Market makers are allowed and expected to run naked shorts in order to ensure liquidity. We want a system where you can just buy or sell an item "into the market", and then everything will get sorted out eventually. We optimise for the case where shares can be found because it's overwhelmingly common.

Stock borrowing is routine and transparent. People often have no idea if their stock has been lent out or if they own a borrowed stock; the reason for this is because the system has been designed so it doesn't matter. Shorting is common and accepted.

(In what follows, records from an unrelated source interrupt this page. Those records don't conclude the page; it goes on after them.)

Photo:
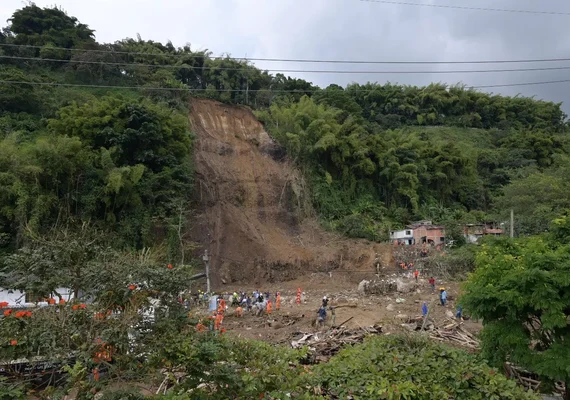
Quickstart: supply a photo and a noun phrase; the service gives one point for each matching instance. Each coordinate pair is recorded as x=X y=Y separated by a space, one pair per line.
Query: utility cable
x=8 y=82
x=468 y=8
x=215 y=68
x=294 y=60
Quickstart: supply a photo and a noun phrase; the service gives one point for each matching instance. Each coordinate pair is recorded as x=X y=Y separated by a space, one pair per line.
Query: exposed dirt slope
x=251 y=202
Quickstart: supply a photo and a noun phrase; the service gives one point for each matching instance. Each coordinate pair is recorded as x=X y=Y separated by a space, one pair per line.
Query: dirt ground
x=366 y=310
x=253 y=210
x=254 y=218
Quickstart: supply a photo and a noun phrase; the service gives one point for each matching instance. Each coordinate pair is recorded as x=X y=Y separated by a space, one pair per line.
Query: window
x=31 y=297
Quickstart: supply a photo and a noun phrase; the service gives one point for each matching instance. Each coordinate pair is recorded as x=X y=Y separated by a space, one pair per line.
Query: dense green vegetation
x=368 y=173
x=521 y=290
x=96 y=180
x=377 y=156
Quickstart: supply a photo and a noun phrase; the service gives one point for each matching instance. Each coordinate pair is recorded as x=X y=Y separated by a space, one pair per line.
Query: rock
x=411 y=327
x=363 y=286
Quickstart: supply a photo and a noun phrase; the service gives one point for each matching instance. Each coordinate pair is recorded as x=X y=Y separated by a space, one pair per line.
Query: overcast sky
x=349 y=29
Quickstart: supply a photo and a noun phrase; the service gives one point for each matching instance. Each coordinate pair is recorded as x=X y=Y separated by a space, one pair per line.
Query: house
x=425 y=232
x=473 y=232
x=421 y=232
x=16 y=298
x=404 y=236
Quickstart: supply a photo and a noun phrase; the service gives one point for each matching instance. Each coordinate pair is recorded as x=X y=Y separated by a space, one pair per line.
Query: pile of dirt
x=253 y=208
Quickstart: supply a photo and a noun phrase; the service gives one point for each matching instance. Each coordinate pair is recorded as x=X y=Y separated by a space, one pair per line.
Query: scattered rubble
x=323 y=345
x=455 y=334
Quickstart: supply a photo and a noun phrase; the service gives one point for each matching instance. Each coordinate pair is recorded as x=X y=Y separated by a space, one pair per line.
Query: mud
x=254 y=213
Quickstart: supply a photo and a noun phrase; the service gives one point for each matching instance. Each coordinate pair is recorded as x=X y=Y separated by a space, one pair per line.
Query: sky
x=351 y=30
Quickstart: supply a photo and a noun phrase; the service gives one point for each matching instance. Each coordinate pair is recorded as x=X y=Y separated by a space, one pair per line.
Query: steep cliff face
x=252 y=206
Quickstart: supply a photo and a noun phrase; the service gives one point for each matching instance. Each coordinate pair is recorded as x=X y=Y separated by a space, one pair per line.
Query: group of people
x=257 y=302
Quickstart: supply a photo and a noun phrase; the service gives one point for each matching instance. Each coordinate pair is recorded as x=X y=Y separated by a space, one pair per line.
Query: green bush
x=402 y=367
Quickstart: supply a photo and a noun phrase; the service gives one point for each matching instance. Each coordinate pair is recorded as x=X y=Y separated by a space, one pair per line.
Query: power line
x=251 y=90
x=101 y=63
x=469 y=8
x=295 y=60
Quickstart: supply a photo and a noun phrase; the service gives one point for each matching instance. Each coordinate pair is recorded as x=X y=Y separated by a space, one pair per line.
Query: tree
x=521 y=291
x=38 y=26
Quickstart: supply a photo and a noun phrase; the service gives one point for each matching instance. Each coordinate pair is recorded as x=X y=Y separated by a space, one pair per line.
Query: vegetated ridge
x=253 y=210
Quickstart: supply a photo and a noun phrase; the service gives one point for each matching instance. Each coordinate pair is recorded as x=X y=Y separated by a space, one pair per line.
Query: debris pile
x=324 y=345
x=387 y=286
x=455 y=334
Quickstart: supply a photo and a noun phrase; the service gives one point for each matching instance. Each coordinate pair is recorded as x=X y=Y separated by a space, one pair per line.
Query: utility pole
x=206 y=260
x=247 y=81
x=512 y=223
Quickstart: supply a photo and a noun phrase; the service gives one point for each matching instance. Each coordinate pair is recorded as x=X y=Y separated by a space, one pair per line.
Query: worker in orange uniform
x=212 y=319
x=222 y=305
x=218 y=321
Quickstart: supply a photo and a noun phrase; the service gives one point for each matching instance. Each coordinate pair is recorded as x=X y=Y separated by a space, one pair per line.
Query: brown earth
x=254 y=216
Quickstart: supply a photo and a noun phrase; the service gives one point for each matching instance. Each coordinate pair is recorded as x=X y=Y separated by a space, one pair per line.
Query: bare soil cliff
x=252 y=207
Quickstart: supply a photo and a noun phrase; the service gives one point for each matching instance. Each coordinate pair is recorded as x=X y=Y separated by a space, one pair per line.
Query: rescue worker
x=218 y=321
x=442 y=296
x=432 y=284
x=322 y=315
x=424 y=309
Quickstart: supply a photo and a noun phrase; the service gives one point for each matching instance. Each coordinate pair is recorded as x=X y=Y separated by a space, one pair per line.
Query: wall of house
x=434 y=234
x=403 y=234
x=17 y=298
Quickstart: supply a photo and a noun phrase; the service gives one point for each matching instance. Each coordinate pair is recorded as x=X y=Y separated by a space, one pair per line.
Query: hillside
x=252 y=205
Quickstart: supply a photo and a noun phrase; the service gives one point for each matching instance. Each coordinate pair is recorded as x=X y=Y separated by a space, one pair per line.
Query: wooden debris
x=455 y=334
x=324 y=345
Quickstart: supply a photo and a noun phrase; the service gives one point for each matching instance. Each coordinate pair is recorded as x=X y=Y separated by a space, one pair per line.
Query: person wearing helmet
x=442 y=296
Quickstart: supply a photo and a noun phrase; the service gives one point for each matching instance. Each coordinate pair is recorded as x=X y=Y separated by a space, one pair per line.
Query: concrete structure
x=427 y=233
x=404 y=236
x=16 y=298
x=474 y=232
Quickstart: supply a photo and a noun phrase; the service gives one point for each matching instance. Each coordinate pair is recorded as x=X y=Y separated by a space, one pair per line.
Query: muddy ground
x=285 y=325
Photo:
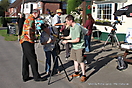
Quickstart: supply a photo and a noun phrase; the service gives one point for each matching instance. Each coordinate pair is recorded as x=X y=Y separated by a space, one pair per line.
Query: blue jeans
x=87 y=43
x=48 y=60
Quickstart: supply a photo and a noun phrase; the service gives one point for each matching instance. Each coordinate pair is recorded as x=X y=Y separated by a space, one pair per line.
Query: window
x=104 y=11
x=26 y=6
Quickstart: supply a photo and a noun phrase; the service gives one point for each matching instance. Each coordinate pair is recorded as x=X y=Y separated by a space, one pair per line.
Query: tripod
x=57 y=57
x=112 y=36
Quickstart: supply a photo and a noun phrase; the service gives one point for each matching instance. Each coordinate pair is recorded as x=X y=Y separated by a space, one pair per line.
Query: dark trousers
x=68 y=49
x=48 y=60
x=29 y=58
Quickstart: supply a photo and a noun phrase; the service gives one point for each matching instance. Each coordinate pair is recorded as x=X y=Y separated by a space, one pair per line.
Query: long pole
x=22 y=6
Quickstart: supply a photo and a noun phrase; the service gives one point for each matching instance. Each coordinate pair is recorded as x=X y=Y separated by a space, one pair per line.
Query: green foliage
x=4 y=4
x=72 y=4
x=8 y=37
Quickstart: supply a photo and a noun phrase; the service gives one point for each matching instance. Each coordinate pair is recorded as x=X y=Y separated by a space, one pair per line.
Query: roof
x=15 y=4
x=18 y=2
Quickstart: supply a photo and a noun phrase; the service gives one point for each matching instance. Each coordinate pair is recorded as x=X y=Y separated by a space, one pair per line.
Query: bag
x=84 y=30
x=57 y=48
x=121 y=63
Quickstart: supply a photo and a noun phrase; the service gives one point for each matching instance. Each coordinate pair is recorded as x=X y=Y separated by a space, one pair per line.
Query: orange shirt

The volume of transactions is enormous, and the system began to freeze up under the weight of its own paperwork in the 60s and 70s. To work around this, a policy of stock immobilization was implemented to ensure that stocks don't need to physically change hands. As a result, almost all stocks in the US are actually owned by a small, obscure partnership called Cede & Co. As the excellent writer Matt Levine wrote a while back:

> Nobody owns stock. What you own is an entitlement to stock held for you by your broker. But your broker doesn't own the stock either. What your broker owns is an entitlement to stock held for it by Cede & Co., which is a nominee of the Depository Trust Company, which is a company that is in the business of owning everyone's stock for them. This system sounds convoluted but actually makes it easy to keep track of things: If I sell stock to you, I don't have to courier over a paper share certificate, or call up the company and have it change its shareholder register. Our brokers just change some electronic entries at their DTC accounts and everything is cool.

Dematerialization has been extremely helpful, but at scale, it moves us even further away from a system that deals with concrete items. Hence, eg, Levine's hilarious story "Banks Forgot Who Was Supposed to Own Dell Shares", from which my earlier excert comes from: https://www.bloomberg.com/opinion/articles/2015-07-14/banks-...

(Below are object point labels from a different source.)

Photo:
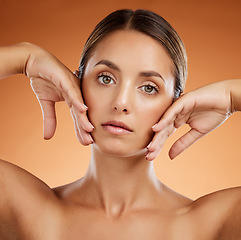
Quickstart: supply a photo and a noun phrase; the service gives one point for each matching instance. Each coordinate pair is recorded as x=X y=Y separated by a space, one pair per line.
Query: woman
x=132 y=68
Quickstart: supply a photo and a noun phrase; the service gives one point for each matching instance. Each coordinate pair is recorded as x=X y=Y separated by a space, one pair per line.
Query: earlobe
x=76 y=73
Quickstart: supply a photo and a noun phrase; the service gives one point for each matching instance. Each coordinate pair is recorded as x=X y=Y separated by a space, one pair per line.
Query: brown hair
x=148 y=23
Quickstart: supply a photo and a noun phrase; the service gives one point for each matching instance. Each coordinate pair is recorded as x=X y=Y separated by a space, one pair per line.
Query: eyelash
x=154 y=87
x=104 y=75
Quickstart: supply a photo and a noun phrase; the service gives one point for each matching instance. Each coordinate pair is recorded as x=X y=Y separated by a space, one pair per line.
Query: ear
x=76 y=73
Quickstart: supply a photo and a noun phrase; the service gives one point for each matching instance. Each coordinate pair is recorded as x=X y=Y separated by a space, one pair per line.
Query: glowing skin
x=129 y=79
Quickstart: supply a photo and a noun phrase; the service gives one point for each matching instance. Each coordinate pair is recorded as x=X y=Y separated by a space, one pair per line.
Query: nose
x=122 y=100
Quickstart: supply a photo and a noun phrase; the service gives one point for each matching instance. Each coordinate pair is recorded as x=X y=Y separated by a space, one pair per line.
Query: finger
x=157 y=143
x=82 y=120
x=184 y=142
x=83 y=136
x=49 y=118
x=72 y=90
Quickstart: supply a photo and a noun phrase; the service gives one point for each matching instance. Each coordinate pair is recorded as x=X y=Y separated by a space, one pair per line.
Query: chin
x=116 y=150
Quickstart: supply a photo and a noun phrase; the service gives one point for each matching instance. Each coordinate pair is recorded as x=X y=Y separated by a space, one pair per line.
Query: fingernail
x=85 y=106
x=149 y=145
x=91 y=139
x=147 y=155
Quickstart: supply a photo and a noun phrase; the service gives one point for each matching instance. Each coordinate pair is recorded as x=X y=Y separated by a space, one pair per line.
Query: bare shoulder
x=222 y=211
x=23 y=198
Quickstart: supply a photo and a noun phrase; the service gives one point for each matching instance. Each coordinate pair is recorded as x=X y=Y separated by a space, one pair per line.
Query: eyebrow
x=142 y=74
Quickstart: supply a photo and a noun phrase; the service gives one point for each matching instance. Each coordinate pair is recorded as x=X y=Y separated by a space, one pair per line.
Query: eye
x=105 y=79
x=149 y=89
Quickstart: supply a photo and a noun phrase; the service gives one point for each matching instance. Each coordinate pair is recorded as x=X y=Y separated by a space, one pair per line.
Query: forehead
x=130 y=49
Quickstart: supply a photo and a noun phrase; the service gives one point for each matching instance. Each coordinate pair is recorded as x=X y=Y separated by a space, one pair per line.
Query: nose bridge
x=123 y=96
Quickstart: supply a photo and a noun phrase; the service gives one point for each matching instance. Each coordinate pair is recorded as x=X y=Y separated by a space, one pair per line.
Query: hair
x=148 y=23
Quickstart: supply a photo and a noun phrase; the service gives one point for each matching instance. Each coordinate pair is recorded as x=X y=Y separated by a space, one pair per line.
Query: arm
x=203 y=109
x=51 y=81
x=13 y=59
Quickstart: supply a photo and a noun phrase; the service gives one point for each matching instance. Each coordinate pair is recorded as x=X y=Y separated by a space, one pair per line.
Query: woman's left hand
x=203 y=110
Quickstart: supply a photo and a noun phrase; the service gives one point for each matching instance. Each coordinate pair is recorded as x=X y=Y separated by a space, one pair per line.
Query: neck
x=117 y=184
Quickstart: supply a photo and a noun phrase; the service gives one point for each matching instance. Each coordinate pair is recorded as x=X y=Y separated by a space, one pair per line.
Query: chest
x=136 y=226
x=91 y=225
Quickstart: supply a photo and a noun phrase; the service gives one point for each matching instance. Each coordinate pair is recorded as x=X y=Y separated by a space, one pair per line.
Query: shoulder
x=222 y=211
x=23 y=198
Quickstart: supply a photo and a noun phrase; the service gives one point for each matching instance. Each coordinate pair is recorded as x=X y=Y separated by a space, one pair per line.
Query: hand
x=53 y=82
x=203 y=110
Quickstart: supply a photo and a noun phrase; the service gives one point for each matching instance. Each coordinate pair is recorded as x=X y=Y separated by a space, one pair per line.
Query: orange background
x=211 y=31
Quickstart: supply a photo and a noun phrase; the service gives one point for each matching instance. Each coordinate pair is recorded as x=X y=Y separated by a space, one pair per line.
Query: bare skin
x=120 y=197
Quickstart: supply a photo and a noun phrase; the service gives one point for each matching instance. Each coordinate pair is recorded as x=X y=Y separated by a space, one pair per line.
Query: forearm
x=13 y=59
x=235 y=94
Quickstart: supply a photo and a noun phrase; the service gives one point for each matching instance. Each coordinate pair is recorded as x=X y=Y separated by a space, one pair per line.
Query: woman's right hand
x=52 y=82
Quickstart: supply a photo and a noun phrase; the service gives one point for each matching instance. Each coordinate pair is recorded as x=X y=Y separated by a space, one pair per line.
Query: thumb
x=49 y=118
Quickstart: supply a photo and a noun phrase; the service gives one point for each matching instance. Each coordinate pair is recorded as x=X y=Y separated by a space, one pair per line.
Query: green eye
x=105 y=79
x=148 y=88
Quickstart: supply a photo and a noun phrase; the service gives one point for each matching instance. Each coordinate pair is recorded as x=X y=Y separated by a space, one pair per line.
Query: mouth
x=116 y=127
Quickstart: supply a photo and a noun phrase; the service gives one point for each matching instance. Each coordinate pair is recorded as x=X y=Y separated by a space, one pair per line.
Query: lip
x=116 y=127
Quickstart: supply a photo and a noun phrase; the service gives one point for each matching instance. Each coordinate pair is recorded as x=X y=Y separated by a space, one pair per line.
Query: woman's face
x=128 y=84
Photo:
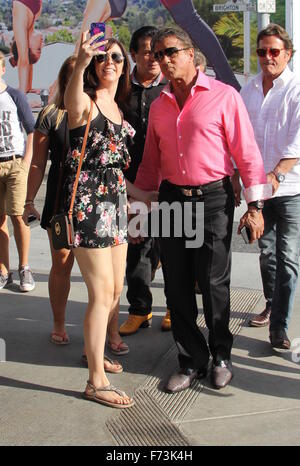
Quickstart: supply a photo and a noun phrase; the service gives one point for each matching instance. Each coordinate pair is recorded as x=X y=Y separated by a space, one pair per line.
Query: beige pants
x=13 y=186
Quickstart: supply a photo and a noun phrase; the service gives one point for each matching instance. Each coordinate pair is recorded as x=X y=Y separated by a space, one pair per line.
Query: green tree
x=279 y=16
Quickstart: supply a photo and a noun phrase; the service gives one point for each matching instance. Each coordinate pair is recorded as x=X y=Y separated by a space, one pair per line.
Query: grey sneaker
x=5 y=279
x=27 y=282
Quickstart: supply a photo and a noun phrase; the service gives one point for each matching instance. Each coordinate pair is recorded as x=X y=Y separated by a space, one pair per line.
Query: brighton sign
x=266 y=6
x=235 y=6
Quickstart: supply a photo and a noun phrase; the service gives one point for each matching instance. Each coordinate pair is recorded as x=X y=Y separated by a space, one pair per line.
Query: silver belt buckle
x=187 y=192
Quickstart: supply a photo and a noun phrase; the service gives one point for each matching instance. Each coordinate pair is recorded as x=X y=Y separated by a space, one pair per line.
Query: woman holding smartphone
x=186 y=16
x=100 y=244
x=27 y=47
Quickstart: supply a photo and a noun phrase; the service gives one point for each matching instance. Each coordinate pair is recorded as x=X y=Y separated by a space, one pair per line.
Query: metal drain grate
x=145 y=424
x=151 y=419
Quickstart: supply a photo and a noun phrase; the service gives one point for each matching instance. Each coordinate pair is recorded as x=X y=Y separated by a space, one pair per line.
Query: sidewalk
x=40 y=383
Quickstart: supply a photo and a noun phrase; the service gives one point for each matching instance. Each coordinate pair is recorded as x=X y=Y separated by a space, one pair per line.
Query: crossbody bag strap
x=70 y=213
x=61 y=169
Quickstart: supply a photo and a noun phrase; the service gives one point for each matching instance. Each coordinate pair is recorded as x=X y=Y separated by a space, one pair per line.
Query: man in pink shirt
x=196 y=126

Or for another even more hilarious story (also by Levine), "Dole Food Had Too Many Shares": https://www.bloomberg.com/opinion/articles/2017-02-17/dole-f...

And so forth, and so on. The system, at every level, is not one where it makes any real sense to say "the company has issued five hundred thousand shares, I own twenty of them, I keep them in a drawer in my office, look, here are the serial numbers". It's more probabilistic than that, very much by design.

1 comments

And this is why I look forward to when most securities reside on blockchains. “Probabilistic” markets give us black swans and insider fraud.
"Probabilistic" markets will be (and to some extent already are) re-invented on-top of the blockchain.

Current generation cryptocurrency blockchains are more similar to the post-trade settlement system, where everyone figures out who owns what after-the-fact.

Maybe smart contracts will change that, but performance will need to get a lot faster and I'm not sure how feasible it is to implement a full exchange on top of (for example) Ethereum. Would love to see it though!

Two words for you: The DAO.
...and? What does that mean? I can try to finish your argument for you, but then I would be letting you off the hook for intellectual laziness.